If you don’t have much code to build, any build tool will do. Build issues like lack of complete reproducibility are comparatively easier to debug, and working around build system bugs by wiping the entire build cache first is entirely viable in this particular case. So might as well use low-powered Haskell-native build tools that ship with GHC. You won’t need sandboxed build actions to guarantee build system correctness, completely hermetic builds for good reproducibility, build caching, test result caching or distributed builds for faster build and test times. Those features start to matter for larger projects, and become essential for very large monorepos.
Why exactly do these features matter?
Hermetic builds are builds that do not take any part of the host’s system configuration (set of installed system libraries and their versions, content of
/etc, OS version, etc) as an input. If all build actions are deterministic, hermeticity guarantees that builds are reproducible anywhere, anytime. More developers on a project means more subtly different system configurations to cope with. The more system configurations, the more likely that the build will fail in one of these configurations but not in others… Unless the build is completely hermetic.

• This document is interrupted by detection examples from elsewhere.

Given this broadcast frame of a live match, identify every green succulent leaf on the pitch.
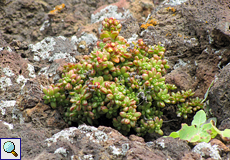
[192,110,206,127]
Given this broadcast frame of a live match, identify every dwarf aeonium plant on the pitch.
[43,18,203,136]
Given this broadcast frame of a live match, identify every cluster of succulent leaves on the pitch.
[169,110,230,143]
[43,18,203,136]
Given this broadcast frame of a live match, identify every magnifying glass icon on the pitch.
[3,141,18,157]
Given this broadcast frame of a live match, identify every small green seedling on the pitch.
[169,110,230,143]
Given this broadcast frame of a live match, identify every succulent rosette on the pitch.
[43,18,203,136]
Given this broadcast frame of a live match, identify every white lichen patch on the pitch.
[16,75,29,92]
[45,127,77,147]
[40,20,50,31]
[54,147,67,157]
[48,52,76,63]
[127,33,138,44]
[192,142,221,160]
[29,37,56,60]
[121,143,129,155]
[0,77,12,91]
[145,142,153,147]
[162,0,188,6]
[27,63,36,78]
[77,32,98,45]
[2,67,14,77]
[82,154,94,160]
[78,124,108,143]
[91,5,131,23]
[0,120,14,130]
[173,59,188,69]
[156,139,165,148]
[29,36,76,62]
[109,145,122,156]
[0,100,16,115]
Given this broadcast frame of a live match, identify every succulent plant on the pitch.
[43,18,203,136]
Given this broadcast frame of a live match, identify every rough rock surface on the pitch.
[209,63,230,129]
[0,0,230,159]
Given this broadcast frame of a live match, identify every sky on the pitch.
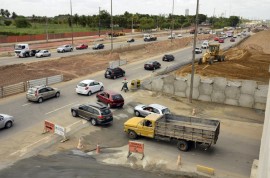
[0,0,270,20]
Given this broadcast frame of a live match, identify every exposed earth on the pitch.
[176,30,270,84]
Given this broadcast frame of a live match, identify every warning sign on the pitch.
[128,141,144,159]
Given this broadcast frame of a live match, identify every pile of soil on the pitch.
[175,31,270,84]
[0,35,211,87]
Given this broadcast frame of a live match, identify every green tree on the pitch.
[15,16,31,28]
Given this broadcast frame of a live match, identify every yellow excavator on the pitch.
[198,44,225,65]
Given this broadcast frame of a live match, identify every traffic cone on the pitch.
[77,137,83,150]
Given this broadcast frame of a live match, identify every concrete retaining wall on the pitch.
[142,75,268,110]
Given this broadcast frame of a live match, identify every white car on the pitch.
[134,104,171,117]
[35,50,51,57]
[76,80,104,96]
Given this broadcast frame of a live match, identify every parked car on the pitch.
[195,47,202,54]
[127,38,135,43]
[96,91,125,108]
[35,50,51,57]
[71,103,113,126]
[30,49,40,56]
[76,44,88,50]
[162,54,174,61]
[134,104,171,117]
[218,38,224,43]
[76,80,104,96]
[104,67,126,79]
[26,85,60,103]
[92,44,104,50]
[57,45,73,53]
[144,61,161,70]
[0,113,14,129]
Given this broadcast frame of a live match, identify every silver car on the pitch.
[0,113,14,129]
[134,104,171,117]
[26,85,60,103]
[35,50,51,57]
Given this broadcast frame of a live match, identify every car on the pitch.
[71,103,113,126]
[218,38,224,43]
[26,85,60,103]
[92,43,104,50]
[127,38,135,43]
[195,47,202,54]
[57,44,73,53]
[104,67,126,79]
[96,91,125,108]
[134,104,171,117]
[76,44,88,50]
[144,61,161,70]
[214,36,219,41]
[35,50,51,57]
[30,49,40,56]
[0,113,14,129]
[230,38,235,42]
[76,80,104,96]
[162,54,174,61]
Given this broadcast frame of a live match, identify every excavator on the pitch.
[198,44,225,65]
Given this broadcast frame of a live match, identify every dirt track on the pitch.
[176,31,270,83]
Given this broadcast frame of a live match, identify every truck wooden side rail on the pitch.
[124,114,220,151]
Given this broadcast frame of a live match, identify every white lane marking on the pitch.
[45,102,76,115]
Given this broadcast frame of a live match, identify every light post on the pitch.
[189,0,199,103]
[111,0,113,52]
[70,0,73,46]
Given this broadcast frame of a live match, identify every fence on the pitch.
[0,75,63,98]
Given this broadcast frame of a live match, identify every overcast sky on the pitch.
[0,0,270,20]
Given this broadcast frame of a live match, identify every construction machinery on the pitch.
[198,44,225,65]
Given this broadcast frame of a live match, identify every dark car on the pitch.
[30,49,40,56]
[92,44,104,49]
[76,44,88,50]
[144,61,161,70]
[162,54,174,61]
[127,38,135,43]
[71,103,113,126]
[104,67,126,79]
[96,91,125,108]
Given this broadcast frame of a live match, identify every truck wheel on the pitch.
[177,140,189,151]
[128,130,137,139]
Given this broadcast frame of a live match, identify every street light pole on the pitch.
[70,0,73,46]
[111,0,113,52]
[189,0,199,103]
[171,0,174,43]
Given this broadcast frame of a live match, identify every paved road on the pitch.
[0,37,240,140]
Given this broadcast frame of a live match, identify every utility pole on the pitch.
[171,0,174,43]
[70,0,74,46]
[111,0,113,52]
[98,7,100,37]
[189,0,199,103]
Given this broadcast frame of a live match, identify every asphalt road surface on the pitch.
[0,151,184,178]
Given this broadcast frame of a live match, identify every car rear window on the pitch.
[112,95,123,100]
[78,83,87,87]
[100,109,111,115]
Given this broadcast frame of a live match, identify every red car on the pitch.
[76,44,88,49]
[218,38,224,43]
[96,91,125,108]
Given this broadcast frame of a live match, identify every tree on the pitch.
[15,16,31,28]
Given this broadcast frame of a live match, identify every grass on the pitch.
[0,23,109,35]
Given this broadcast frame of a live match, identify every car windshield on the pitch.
[78,82,87,87]
[162,108,171,114]
[112,95,123,100]
[100,109,111,115]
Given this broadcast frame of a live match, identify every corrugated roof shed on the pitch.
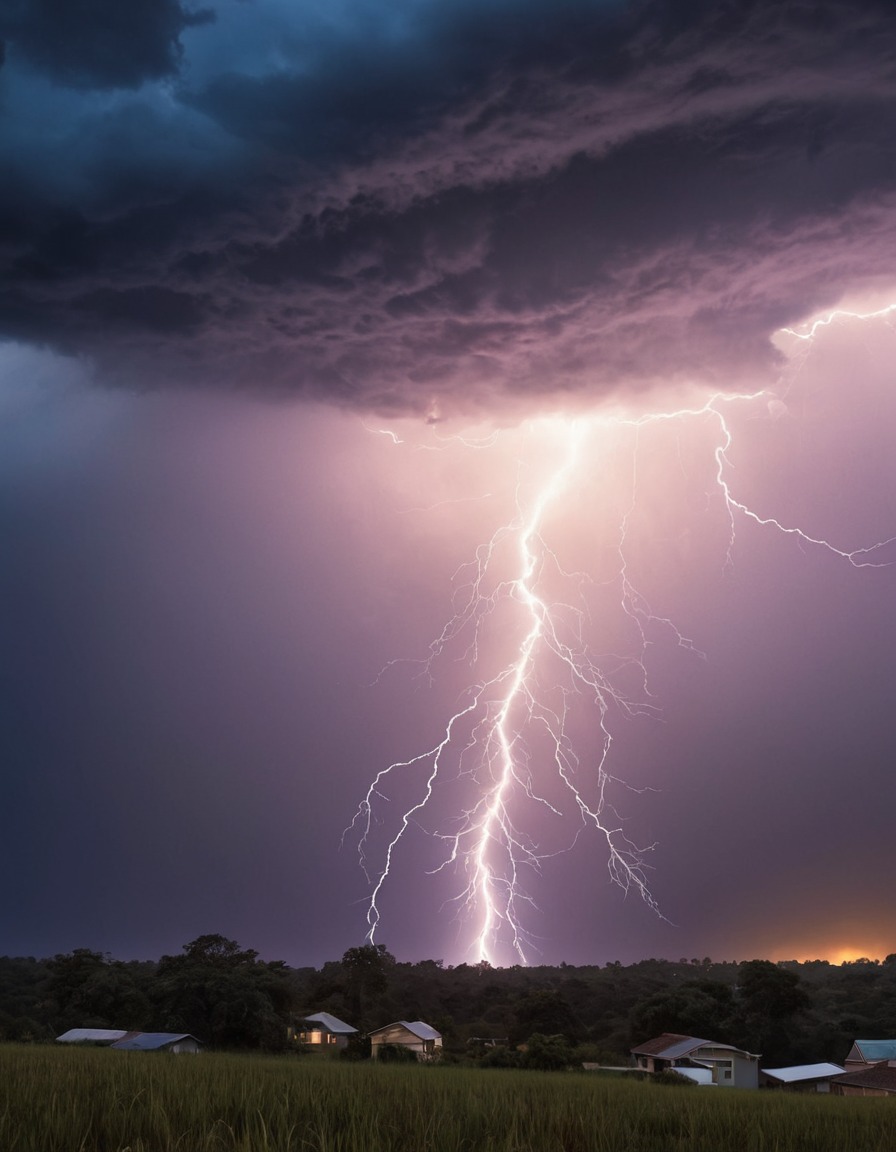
[302,1011,357,1036]
[398,1020,442,1040]
[850,1040,896,1064]
[56,1028,128,1044]
[834,1060,896,1093]
[112,1032,200,1052]
[631,1032,709,1060]
[762,1064,845,1084]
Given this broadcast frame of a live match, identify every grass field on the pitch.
[0,1045,896,1152]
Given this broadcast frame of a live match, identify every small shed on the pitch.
[369,1020,442,1060]
[112,1032,203,1053]
[843,1040,896,1071]
[56,1028,130,1046]
[830,1060,896,1096]
[290,1011,358,1049]
[759,1063,844,1092]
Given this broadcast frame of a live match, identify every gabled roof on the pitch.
[369,1020,442,1040]
[302,1011,357,1036]
[631,1032,759,1060]
[834,1060,896,1093]
[631,1032,706,1060]
[846,1040,896,1064]
[112,1032,200,1052]
[56,1028,128,1044]
[762,1064,845,1084]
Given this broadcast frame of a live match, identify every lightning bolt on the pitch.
[343,305,896,963]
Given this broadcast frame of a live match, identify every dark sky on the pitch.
[0,0,896,964]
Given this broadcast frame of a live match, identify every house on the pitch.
[631,1032,759,1087]
[830,1060,896,1096]
[843,1040,896,1071]
[759,1063,844,1092]
[367,1020,442,1060]
[289,1011,358,1051]
[56,1028,130,1045]
[112,1032,203,1053]
[56,1028,202,1052]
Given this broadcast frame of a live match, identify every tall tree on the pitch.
[153,934,291,1051]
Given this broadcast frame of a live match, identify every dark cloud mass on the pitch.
[0,2,896,411]
[0,0,214,89]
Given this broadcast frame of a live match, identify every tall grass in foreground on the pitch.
[0,1045,896,1152]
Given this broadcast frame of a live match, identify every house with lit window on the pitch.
[631,1032,759,1087]
[289,1011,358,1051]
[367,1020,442,1060]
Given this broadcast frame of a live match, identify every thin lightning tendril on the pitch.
[343,305,896,963]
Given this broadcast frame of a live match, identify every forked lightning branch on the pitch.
[347,308,894,963]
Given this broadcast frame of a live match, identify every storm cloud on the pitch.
[0,2,896,416]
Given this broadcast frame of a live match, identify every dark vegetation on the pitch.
[0,935,896,1068]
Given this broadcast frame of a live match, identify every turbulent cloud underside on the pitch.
[0,0,896,415]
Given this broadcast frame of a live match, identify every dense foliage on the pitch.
[0,935,896,1068]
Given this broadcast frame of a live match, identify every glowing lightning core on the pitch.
[351,309,894,963]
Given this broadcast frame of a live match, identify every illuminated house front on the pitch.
[290,1011,358,1048]
[631,1032,759,1087]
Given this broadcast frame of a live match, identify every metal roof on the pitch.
[631,1032,758,1060]
[112,1032,199,1052]
[398,1020,442,1040]
[56,1028,128,1044]
[834,1060,896,1093]
[302,1011,357,1036]
[762,1064,845,1084]
[856,1040,896,1064]
[369,1020,442,1040]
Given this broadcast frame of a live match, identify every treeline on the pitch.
[0,935,896,1067]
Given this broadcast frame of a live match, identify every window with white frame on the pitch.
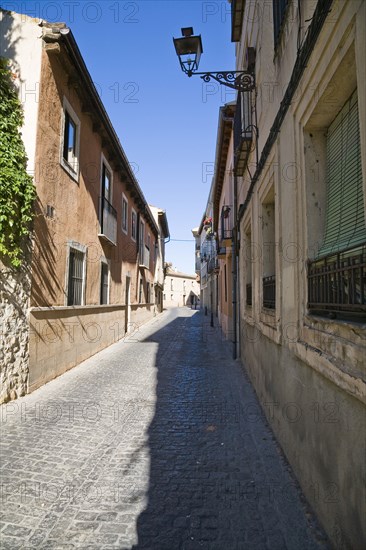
[100,261,109,304]
[131,208,137,241]
[262,184,276,309]
[244,224,255,306]
[60,98,80,180]
[122,195,128,235]
[67,242,86,306]
[139,279,144,304]
[101,162,112,205]
[139,220,145,263]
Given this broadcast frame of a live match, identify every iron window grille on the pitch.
[307,243,366,317]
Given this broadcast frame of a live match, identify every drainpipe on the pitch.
[231,174,239,359]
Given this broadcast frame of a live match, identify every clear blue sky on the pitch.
[11,0,235,273]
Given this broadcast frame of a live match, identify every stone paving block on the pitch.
[0,308,330,550]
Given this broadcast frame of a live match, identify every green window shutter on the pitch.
[318,90,366,257]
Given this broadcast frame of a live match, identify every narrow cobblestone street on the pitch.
[0,308,329,550]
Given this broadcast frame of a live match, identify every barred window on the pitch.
[67,248,85,306]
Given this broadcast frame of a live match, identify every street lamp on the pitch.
[173,27,255,92]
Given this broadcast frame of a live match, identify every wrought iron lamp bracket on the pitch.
[189,71,255,92]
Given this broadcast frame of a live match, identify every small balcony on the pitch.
[98,197,117,245]
[308,243,366,319]
[219,204,234,247]
[234,90,255,176]
[217,246,226,260]
[207,258,219,273]
[139,244,150,269]
[263,275,276,309]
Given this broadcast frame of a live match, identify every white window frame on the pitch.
[100,153,113,206]
[60,96,80,182]
[99,153,113,228]
[99,256,111,306]
[65,239,88,307]
[139,218,146,259]
[131,208,137,242]
[121,193,128,235]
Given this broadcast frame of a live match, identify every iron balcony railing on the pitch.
[234,89,255,176]
[308,243,366,316]
[99,197,117,244]
[263,275,276,309]
[207,258,219,273]
[246,283,253,306]
[219,204,234,241]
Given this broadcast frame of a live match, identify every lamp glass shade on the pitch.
[173,35,203,73]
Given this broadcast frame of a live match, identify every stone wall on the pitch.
[29,304,156,391]
[0,262,30,403]
[241,320,366,550]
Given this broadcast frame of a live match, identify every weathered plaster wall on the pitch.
[0,262,30,403]
[29,304,156,391]
[241,323,366,550]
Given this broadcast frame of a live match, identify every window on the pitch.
[122,195,128,234]
[139,279,144,304]
[102,165,112,204]
[307,89,366,318]
[224,264,227,302]
[61,98,80,179]
[273,0,288,49]
[139,220,145,263]
[99,155,117,245]
[262,185,276,309]
[244,225,254,306]
[100,262,109,304]
[131,209,137,241]
[67,243,86,306]
[318,90,366,257]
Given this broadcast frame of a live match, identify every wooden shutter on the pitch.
[318,90,366,257]
[67,248,84,306]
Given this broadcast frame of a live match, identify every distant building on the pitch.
[150,204,170,313]
[0,10,169,402]
[164,264,200,307]
[195,0,366,549]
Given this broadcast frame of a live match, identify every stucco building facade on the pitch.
[199,0,366,549]
[164,264,200,307]
[1,11,168,400]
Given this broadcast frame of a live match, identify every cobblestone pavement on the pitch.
[0,308,329,550]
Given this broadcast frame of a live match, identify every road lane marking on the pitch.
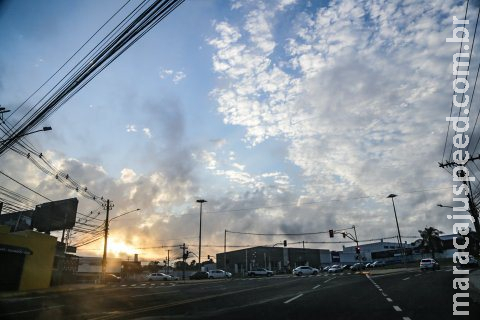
[284,293,303,304]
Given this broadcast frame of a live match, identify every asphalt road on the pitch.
[0,270,480,320]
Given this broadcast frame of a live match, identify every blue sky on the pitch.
[0,0,476,258]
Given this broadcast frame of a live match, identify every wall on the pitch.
[0,229,57,290]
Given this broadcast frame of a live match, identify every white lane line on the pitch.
[284,293,303,304]
[132,292,170,298]
[3,304,64,316]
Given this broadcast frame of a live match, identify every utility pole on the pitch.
[180,243,189,280]
[167,249,170,274]
[224,229,228,271]
[438,155,480,254]
[102,199,113,282]
[197,199,207,271]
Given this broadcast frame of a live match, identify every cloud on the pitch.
[142,128,152,138]
[159,69,187,84]
[208,1,462,244]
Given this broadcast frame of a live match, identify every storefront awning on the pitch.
[0,244,33,255]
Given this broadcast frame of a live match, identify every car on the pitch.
[350,262,365,271]
[208,269,232,279]
[328,264,343,273]
[105,273,122,283]
[420,258,440,271]
[147,272,178,281]
[189,271,208,280]
[370,261,385,268]
[292,266,318,276]
[247,268,273,277]
[342,264,352,271]
[467,255,478,267]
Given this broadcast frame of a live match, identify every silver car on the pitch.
[292,266,318,276]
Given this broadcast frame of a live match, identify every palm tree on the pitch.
[418,227,443,259]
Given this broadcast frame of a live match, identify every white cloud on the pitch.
[127,124,137,132]
[143,128,152,138]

Sandboxing build actions guarantees that all inputs to all build actions are properly declared. This helps prevent build system correctness bugs, which are surprisingly and exceedingly common in most non-sandboxing build systems, especially as the build system becomes more complex. When a build system might be incorrect, users regularly have to wipe the entire build cache to work around issues. As the codebase becomes very large, rebuilding from scratch can cost a lot of CPU time.
Distributed build caches make building the code from a fresh checkout trivially fast. Continuous integration populates the build cache at every branch push, so that building all artifacts from fresh checkouts seldom needs to actually build anything at all locally. In the common case, builds become network-bound instead of CPU-bound.
Distributed build action execution mean that average build times can stay constant even as the codebase grows, because you can seamlessly distribute the build on more machines.
Test result caching is the key to keeping continuous integration times very low. Only those tests that depend on code that was modified need be rerun.
On their own hermetic and sandboxed builds can already save quite a few headaches. But crucially, without them one can’t even hope to have any of the other features that follow them above.